The sample of ALS patients consisted of 40 men (59.7%) and 27 women (40.3%), with a mean age of 63.3 ± 12.3 years (mean ± SD) and a mean disease duration of 24.4 ± 21.4 months (mean ± SD). The control group consisted of 46 men (56.1%) and 36 women (43.9%), with a mean age of 47.3 ± 11.6 years (mean ± SD). Gender distribution was similar across groups (p > 0.30), but controls were significantly younger (p < 0.001; Supplementary Table 1). No statistically significant differences were observed between BMI of healthy donors' (25.91 ± 3.85 kg/m², mean ± SD) and ALS patients' (25.06 ± 2.74 kg/m², mean ± SD; p = 0.27; Supplementary Table 1). γ' fibrinogen levels were significantly higher in ALS patients [51.6 ± 24.5 mg/dL, mean ± SD, lower 95% confidence interval (CI) = 45.6; upper 95% confidence interval (CI) = 57.6) than in controls (38.7 ± 16.6 mg/dL; mean ± SD, lower 95% confidence interval (CI) = 35.0; upper 95% confidence interval (CI) = 42.3); p = 0.0006; Figure 1].

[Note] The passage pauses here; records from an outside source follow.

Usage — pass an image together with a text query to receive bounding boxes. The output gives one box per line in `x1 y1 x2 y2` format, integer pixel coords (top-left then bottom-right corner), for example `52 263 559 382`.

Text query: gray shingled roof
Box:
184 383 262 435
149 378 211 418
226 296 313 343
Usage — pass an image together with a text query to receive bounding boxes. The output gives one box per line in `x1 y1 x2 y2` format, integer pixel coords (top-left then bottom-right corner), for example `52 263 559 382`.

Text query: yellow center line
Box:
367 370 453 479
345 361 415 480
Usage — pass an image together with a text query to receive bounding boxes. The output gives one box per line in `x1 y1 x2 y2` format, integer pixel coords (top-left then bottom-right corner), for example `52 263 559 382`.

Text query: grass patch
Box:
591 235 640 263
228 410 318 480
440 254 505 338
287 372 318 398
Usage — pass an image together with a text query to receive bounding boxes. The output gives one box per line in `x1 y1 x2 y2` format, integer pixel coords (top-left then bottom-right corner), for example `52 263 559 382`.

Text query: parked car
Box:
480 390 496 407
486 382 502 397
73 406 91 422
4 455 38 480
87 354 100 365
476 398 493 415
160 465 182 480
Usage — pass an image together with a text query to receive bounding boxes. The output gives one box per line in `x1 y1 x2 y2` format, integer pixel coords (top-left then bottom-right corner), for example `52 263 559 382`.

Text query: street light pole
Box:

Consistently with the results from the direct comparison of γ' fibrinogen values between patients and controls, multiple regression analysis showed that γ' fibrinogen concentration was increased in ALS patients when controlling for age and gender (p = 0.017; Supplementary Table 2). In ALS, γ' fibrinogen levels were not influenced by gender, age, diagnosis delay, region of onset, or clinical signs of dementia (all p > 0.25). Additionally, we did not detect any association between γ' fibrinogen levels and the clinical variables of interest (ALSFRS-R global score, ALSFRS-respiratory subscore, and %FVC; all p > 0.25; Supplementary Table 3).

Regression analysis disclosed that ALSFRS-R was positively associated with γ' fibrinogen levels, but it was not significant after Bonferroni correction (βγ′fibrinogen = 0.228; p = 0.034). There was no association with ALSFRS-R-respiratory subscore or FVC (p > 0.1).

The survival analysis (Cox proportional hazard regressions) provided strong evidence toward an independent association between higher γ' fibrinogen levels and longer survival (Figure 2; Supplementary Table 5). Both the concentrations of γ' fibrinogen between 30 and 60 mg/dL (group 2; B = −1.343; p = 0.011) and those above 60 mg/dL (group 3; B = −1.814; p = 0.003) were associated with longer survival, when compared to γ' fibrinogen concentrations below 30 mg/dL (group 1; reference group; Supplementary Table 5). Moreover, when coding γ' fibrinogen values continuously, higher γ' fibrinogen values was an independent predictor of longer survival (B = −0.014; p = 0.045; Supplementary Table 5). Survival analysis showed, as expected, a negative association between age and survival (B = 0.039; p = 0.036 for γ' fibrinogen values coded categorically; B = 0.040; p = 0.029 for γ' fibrinogen values coded continuously). The average survival in our population was similar to other ALS studies (14).